September: Smart Things
A company called Smart Things has also come up with a system that can automate almost all the electrical appliances of your home. The Smart Things system offers features like motion detection, time scheduling, and automatic locking. All the information is fed to your smartphone and notifications will appear on your phone to let you know if appliances are accidentally left on or if someone returns home.
October: Twitter and the poisoning of online debate
The web promised a new era of free expression, and social networks seemed at first to give everyone a voice in public debate. But those dreams are fading fast as the likes of Twitter and Facebook become noisy, sometimes hateful arenas for anyone with a cause to promote or an enemy to pursue. Some people described the networks as the “command and control systems” for terrorists, and those targeted by trolls demanded swifter action to deal with them. Meanwhile, finding any online forum where people could debate without resorting to insults and abuse got harder.

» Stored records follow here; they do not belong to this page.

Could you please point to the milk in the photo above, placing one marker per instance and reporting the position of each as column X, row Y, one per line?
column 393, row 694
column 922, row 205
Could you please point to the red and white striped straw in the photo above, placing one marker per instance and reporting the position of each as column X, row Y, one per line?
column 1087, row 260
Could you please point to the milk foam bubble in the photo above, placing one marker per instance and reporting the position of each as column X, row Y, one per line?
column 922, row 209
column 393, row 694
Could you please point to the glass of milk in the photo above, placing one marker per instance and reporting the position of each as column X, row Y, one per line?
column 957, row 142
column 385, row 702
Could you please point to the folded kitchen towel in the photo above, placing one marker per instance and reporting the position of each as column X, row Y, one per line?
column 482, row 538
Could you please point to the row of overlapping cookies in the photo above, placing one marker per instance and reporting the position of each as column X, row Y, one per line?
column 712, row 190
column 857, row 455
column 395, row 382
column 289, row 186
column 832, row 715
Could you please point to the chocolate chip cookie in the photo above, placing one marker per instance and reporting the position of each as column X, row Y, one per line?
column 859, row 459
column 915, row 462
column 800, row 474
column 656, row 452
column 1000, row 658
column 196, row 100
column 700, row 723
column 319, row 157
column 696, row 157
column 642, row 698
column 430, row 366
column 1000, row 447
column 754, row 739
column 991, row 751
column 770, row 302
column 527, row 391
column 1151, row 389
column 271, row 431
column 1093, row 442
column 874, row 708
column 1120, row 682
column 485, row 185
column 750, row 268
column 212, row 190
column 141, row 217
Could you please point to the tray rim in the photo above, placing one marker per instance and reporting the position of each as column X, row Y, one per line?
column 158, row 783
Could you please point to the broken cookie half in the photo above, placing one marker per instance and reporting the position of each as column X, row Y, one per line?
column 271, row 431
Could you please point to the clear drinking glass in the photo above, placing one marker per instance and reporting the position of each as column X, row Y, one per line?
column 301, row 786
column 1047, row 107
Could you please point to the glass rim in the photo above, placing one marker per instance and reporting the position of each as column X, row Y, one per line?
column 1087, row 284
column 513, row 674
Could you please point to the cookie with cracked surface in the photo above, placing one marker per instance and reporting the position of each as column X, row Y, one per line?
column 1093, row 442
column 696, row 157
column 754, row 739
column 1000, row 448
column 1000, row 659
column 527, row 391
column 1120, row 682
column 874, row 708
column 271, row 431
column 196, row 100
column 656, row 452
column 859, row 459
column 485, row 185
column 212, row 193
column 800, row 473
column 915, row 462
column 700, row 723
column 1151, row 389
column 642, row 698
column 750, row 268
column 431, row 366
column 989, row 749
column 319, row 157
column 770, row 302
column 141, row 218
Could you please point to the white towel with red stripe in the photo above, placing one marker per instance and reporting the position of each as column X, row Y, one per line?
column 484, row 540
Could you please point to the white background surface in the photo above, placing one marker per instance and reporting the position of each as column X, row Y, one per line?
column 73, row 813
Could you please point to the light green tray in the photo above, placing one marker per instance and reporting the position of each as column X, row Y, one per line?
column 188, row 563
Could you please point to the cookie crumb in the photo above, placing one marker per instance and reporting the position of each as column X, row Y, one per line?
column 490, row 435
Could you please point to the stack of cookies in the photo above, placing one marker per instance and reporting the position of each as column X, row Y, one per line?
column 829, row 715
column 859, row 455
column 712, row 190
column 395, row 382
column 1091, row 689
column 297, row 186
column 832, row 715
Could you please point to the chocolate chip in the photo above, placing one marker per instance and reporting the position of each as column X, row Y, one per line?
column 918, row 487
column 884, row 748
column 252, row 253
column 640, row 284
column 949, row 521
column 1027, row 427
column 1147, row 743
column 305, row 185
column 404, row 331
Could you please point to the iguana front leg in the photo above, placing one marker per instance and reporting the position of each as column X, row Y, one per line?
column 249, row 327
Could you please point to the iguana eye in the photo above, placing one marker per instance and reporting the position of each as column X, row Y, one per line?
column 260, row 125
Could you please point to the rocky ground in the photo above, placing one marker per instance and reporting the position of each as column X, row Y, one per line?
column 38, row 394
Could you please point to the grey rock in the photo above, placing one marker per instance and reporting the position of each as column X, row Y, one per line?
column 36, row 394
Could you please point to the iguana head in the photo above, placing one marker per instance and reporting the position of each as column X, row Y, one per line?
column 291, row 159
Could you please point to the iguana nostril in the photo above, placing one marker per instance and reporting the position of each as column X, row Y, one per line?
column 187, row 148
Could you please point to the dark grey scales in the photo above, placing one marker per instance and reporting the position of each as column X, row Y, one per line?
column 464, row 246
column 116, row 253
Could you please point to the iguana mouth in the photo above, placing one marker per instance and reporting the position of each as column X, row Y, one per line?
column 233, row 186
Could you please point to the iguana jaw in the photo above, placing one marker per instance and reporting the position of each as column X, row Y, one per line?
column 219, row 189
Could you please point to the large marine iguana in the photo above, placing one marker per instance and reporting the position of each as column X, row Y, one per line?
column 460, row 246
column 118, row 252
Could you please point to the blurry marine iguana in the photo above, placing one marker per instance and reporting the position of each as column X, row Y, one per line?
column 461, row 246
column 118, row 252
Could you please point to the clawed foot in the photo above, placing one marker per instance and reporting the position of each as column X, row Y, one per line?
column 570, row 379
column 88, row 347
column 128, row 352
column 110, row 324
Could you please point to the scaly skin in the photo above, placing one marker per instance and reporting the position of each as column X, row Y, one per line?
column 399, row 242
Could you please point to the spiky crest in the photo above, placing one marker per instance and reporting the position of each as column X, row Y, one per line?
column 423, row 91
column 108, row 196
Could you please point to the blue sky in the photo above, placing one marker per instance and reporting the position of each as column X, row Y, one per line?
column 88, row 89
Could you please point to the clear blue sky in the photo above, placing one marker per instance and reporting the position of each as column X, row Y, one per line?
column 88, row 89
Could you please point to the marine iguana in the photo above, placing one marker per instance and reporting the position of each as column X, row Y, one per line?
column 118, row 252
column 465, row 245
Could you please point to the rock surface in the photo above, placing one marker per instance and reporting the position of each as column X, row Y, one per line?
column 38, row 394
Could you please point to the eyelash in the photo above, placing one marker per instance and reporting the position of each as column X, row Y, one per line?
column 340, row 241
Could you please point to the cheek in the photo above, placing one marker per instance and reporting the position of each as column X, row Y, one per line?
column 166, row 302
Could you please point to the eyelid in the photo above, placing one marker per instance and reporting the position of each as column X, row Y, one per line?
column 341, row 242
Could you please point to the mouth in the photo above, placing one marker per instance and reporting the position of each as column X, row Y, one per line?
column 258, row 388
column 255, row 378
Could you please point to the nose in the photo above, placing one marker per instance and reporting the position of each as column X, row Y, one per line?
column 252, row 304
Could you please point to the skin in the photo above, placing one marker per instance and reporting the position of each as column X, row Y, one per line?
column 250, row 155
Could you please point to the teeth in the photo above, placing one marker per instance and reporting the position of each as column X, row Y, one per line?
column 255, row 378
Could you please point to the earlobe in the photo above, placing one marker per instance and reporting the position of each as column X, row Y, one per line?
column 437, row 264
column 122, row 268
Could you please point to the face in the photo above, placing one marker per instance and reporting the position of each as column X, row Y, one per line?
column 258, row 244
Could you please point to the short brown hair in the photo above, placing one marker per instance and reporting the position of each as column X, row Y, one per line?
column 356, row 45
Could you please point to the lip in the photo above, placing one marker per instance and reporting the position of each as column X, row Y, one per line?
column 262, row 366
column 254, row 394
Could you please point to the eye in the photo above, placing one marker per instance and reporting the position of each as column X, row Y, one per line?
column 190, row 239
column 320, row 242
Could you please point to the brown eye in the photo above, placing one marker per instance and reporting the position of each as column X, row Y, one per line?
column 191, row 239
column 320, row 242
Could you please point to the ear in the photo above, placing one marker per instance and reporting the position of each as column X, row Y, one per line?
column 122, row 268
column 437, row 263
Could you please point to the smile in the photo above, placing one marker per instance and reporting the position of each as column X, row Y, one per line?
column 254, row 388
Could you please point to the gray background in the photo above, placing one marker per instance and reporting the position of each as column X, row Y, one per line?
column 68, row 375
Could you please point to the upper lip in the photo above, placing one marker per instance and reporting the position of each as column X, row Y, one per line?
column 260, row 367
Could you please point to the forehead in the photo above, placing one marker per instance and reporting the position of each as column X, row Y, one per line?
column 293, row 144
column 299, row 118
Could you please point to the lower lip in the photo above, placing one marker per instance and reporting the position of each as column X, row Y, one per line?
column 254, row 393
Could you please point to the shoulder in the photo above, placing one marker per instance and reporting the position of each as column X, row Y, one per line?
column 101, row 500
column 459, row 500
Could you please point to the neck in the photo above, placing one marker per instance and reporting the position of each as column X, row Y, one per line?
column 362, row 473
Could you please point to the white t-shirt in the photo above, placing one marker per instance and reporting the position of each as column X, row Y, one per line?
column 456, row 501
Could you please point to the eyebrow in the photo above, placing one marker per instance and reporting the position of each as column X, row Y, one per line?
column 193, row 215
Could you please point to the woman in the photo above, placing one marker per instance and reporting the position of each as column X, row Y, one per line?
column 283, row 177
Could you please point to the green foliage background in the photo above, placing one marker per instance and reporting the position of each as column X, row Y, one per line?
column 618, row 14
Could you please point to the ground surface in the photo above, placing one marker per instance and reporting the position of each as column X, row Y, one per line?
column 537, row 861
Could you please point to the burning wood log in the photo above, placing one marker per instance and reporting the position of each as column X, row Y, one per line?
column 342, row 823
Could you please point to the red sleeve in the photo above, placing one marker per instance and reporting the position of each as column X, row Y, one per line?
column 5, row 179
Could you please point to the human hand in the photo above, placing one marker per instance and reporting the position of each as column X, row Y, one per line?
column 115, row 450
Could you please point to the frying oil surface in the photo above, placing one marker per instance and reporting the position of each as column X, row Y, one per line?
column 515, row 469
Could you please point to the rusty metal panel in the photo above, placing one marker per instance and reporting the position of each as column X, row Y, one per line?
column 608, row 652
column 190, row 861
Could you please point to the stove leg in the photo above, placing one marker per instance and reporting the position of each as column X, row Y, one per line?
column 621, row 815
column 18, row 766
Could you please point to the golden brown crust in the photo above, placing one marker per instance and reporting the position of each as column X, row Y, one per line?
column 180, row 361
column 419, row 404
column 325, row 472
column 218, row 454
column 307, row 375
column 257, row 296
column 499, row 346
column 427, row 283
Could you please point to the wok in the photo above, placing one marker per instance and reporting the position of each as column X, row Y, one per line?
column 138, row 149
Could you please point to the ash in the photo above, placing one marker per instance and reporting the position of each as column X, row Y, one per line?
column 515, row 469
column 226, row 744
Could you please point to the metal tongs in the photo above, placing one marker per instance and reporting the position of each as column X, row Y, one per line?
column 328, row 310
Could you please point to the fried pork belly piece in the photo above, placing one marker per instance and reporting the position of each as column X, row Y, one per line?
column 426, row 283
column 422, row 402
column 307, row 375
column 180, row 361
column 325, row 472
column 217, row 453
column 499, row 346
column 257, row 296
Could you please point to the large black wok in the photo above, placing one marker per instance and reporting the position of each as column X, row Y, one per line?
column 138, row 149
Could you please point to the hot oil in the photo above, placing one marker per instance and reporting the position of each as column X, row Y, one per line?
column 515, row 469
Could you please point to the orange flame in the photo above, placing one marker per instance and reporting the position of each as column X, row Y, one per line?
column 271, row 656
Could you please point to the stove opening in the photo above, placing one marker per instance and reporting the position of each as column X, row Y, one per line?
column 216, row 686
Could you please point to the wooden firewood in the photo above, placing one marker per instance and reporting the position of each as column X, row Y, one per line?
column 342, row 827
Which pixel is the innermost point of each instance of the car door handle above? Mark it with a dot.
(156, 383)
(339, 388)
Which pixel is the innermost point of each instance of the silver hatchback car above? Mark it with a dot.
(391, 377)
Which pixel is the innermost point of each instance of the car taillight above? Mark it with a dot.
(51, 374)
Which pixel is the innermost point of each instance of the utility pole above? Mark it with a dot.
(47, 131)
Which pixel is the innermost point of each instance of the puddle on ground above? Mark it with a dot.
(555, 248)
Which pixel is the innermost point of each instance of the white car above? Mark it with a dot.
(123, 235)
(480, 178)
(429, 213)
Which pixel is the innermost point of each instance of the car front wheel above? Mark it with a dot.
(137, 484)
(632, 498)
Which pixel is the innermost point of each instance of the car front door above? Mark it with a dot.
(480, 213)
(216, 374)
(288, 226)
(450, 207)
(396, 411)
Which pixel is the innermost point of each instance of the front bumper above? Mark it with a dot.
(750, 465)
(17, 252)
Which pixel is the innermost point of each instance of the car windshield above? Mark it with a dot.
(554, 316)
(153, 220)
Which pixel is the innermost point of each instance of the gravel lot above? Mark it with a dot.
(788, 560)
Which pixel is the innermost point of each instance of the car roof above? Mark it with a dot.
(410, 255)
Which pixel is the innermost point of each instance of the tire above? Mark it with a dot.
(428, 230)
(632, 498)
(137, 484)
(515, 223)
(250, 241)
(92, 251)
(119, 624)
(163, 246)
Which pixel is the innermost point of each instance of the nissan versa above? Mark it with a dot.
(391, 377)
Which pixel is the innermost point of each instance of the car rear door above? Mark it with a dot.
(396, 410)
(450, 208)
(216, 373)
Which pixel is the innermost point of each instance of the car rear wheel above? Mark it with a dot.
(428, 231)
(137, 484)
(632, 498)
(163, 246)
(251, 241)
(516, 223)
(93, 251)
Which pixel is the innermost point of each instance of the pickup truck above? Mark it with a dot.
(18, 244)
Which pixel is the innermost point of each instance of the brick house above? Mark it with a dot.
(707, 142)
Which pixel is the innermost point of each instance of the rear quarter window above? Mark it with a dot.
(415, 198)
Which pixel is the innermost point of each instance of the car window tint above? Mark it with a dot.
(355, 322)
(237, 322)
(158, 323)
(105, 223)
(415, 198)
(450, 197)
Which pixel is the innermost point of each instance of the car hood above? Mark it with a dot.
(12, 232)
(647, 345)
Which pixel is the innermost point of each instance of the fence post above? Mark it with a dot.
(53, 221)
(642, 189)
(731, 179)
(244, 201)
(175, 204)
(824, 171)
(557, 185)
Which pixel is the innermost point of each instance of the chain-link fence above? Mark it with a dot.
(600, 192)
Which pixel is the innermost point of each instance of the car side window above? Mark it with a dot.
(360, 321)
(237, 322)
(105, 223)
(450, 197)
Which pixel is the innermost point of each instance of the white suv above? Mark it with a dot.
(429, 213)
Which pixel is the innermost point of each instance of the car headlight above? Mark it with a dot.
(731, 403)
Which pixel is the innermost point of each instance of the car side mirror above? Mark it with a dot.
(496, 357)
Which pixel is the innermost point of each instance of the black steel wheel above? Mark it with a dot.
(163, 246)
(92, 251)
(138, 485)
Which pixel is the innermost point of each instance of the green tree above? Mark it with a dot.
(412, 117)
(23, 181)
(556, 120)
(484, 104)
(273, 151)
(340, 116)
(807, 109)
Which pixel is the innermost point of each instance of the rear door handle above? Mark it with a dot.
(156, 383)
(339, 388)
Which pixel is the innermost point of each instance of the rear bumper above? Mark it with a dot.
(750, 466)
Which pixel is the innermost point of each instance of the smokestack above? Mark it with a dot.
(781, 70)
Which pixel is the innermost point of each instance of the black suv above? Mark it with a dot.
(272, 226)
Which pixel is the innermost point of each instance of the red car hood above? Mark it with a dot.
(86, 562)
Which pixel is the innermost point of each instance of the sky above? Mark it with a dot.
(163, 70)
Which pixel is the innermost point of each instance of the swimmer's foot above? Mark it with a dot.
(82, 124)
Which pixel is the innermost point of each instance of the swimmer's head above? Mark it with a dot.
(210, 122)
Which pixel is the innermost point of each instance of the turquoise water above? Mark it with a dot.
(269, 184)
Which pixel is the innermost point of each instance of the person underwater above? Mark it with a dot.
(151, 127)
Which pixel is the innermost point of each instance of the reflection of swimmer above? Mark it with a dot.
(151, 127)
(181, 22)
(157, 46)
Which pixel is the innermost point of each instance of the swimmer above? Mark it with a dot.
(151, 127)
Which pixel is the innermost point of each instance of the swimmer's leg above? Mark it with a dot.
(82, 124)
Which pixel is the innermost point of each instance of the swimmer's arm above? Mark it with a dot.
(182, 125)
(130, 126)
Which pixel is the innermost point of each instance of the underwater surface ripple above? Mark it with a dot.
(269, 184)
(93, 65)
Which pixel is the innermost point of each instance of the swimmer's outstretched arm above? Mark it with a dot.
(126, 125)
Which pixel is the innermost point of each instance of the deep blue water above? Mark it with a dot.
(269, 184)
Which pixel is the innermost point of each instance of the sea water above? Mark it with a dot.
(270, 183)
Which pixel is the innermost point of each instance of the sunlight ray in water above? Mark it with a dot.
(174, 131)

November: Nokia – still a mobile force?
It has been a year of turmoil in the world of mobile connectivity. Samsung has stumbled, caught out by the rise of Chinese newcomers like Xiaomi and the power of Apple’s brand. Blackberry brought out two new phones, the Passport and the Classic – but still looked likely to survive only as a niche player for the nostalgic keyboard lover. Microsoft completed its takeover of Nokia’s mobile business but still struggled to make much impact with Windows Phone. A surprise then when Nokia – the Finnish remnant that is – unveiled a new tablet. Can the company which had 40% of the mobile market stage an unlikely comeback? Or is the Nokia brand now just too confusing for consumers to bother with?
December: Hawking and the end of the human race
Never mind mobile phones and wearable gadgets, let’s end the year with the big picture – the future of the human race. Artificial Intelligence is going through a boom at the moment, with machines learning to do everything from drive cars to translate languages instantly. The cosmologist Stephen Hawking looked into the future, and speculated that computers which could evolve faster than humans would render us obsolete. Still, on the bright side, this is unlikely to happen in 2015. Happy New Year to all of you.